The following diff splits rw_exit() into two separate functions, one
which is the rw_exit(9) frontend, and the other, rw_do_exit(), which is
common between rw_exit(9), rw_exit_read(9) and rw_exit_write(9). This
makes it possible to call WITNESS_UNLOCK() before the actual lock
release without turning the code into an #ifdef maze.

The diff additionally does the following tweaks:

* Invoke membar_exit_before_atomic() only once even if the slow path is
  taken. The initial barrier is enough for the release semantics.

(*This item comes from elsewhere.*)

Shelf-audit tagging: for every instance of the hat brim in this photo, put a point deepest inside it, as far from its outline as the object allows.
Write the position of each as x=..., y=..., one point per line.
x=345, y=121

* Read rwl_owner for rw_cas() as late as possible so that the CAS
  operation would be less likely to fail. Note that in rw_exit() the
  purpose of the read is different; it determines the type of the lock
  (read / write).

* Put the rw_cas() in rw_exit() (now rw_do_exit()) inside
  __predict_false(). This compacts the resulting machine code a bit.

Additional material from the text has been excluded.